Vintage decor is having a big moment in interior design, as folks seek more unique pieces. One retro trend that deserves a comeback is atomic decor. This design embodied the optimism and innovation of ...
You need atomic<bool> to avoid race-conditions. A race-condition occurs if two threads access the same memory location, and at least one of them is a write operation. If your program contains race-conditions, the behavior is undefined. There are two atomic CAS operations in C++11: atomic_compare_exchange_weak and atomic_compare_exchange_strong.
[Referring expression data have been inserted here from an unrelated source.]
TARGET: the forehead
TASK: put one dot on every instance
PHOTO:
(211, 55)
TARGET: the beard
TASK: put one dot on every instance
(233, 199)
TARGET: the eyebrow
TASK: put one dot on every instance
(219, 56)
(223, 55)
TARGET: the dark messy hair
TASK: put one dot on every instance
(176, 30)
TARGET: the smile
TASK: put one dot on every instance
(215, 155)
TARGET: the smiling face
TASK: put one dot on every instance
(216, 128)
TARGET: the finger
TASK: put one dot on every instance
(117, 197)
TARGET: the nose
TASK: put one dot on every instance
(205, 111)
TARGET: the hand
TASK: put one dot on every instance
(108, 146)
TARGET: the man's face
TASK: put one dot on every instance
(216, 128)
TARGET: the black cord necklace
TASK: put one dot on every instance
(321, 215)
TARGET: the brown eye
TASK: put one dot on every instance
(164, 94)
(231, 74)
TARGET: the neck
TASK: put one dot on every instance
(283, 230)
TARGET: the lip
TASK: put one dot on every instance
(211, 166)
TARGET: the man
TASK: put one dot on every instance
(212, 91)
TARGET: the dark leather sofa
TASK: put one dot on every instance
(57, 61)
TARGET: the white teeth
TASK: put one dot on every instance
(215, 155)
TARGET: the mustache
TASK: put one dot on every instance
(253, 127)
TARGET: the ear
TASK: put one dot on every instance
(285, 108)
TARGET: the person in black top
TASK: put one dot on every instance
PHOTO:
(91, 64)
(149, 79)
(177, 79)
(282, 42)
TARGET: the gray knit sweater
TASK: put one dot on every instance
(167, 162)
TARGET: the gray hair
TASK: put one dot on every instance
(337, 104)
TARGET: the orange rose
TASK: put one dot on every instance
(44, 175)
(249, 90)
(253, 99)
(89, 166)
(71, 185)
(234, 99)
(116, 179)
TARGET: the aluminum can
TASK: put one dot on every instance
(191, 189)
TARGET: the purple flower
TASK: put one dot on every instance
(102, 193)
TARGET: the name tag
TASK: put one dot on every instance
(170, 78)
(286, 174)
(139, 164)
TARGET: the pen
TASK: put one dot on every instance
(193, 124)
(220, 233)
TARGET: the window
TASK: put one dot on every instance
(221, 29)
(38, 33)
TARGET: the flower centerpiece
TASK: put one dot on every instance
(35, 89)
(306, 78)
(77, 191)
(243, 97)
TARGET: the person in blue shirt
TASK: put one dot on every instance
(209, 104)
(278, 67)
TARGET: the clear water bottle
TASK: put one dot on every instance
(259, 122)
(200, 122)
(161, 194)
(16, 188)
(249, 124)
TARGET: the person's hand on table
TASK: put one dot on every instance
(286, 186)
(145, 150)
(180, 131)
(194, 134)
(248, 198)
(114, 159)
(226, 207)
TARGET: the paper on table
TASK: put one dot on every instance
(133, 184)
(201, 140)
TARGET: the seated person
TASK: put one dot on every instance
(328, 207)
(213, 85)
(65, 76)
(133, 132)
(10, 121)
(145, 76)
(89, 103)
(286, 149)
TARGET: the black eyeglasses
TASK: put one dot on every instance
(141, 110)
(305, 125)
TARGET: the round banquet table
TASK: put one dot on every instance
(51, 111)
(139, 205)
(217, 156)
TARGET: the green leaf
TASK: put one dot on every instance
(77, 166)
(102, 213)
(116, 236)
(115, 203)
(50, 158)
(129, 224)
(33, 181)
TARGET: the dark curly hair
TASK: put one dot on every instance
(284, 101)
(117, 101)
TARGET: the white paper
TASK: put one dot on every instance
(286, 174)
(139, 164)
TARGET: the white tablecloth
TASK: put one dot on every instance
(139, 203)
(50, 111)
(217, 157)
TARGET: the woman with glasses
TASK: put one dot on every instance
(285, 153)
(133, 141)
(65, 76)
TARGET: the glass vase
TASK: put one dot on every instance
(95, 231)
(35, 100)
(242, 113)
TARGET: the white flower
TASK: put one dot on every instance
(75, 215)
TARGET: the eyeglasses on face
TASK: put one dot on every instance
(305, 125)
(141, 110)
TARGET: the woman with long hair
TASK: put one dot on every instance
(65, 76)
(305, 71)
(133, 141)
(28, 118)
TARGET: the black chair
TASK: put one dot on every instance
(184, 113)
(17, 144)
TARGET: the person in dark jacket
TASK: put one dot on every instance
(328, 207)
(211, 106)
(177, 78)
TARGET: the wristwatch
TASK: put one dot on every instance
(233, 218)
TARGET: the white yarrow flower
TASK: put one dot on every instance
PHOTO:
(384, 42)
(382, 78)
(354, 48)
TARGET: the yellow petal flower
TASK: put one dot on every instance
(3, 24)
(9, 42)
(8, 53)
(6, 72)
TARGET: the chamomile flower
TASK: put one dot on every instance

Atomic Era Decor, According to cppreference: The weak forms of the functions are allowed to fail spurio... In addition (and more importantly), note that std::atomic must support all operations for all possible data types, so even if you declare a ten million byte struct, you can use compare_exchange on this. AOL: The Retro Decor Trend That Deserves A Major Comeback (It's Much More Valuable Now) The Retro Decor Trend That Deserves A Major Comeback (It's Much More Valuable Now) Objects of atomic types are the only C++ objects that are free from data races; that is, if one thread writes to an atomic object while another thread reads from it, the behavior is well-defined. In addition, accesses to atomic objects may establish inter-thread synchronization and order non-atomic memory accesses as specified by std::memory_order. I had a 25-hr debugging marathon in < 2 days and then wrote this answer here.
Atomic Era Decor, See also the bottom of this question for more info. and documentation on 8-bit variables having naturally atomic writes and naturally atomic reads for AVR 8-bit microcontrollers when compiled with the gcc compiler which uses the AVR-libc library.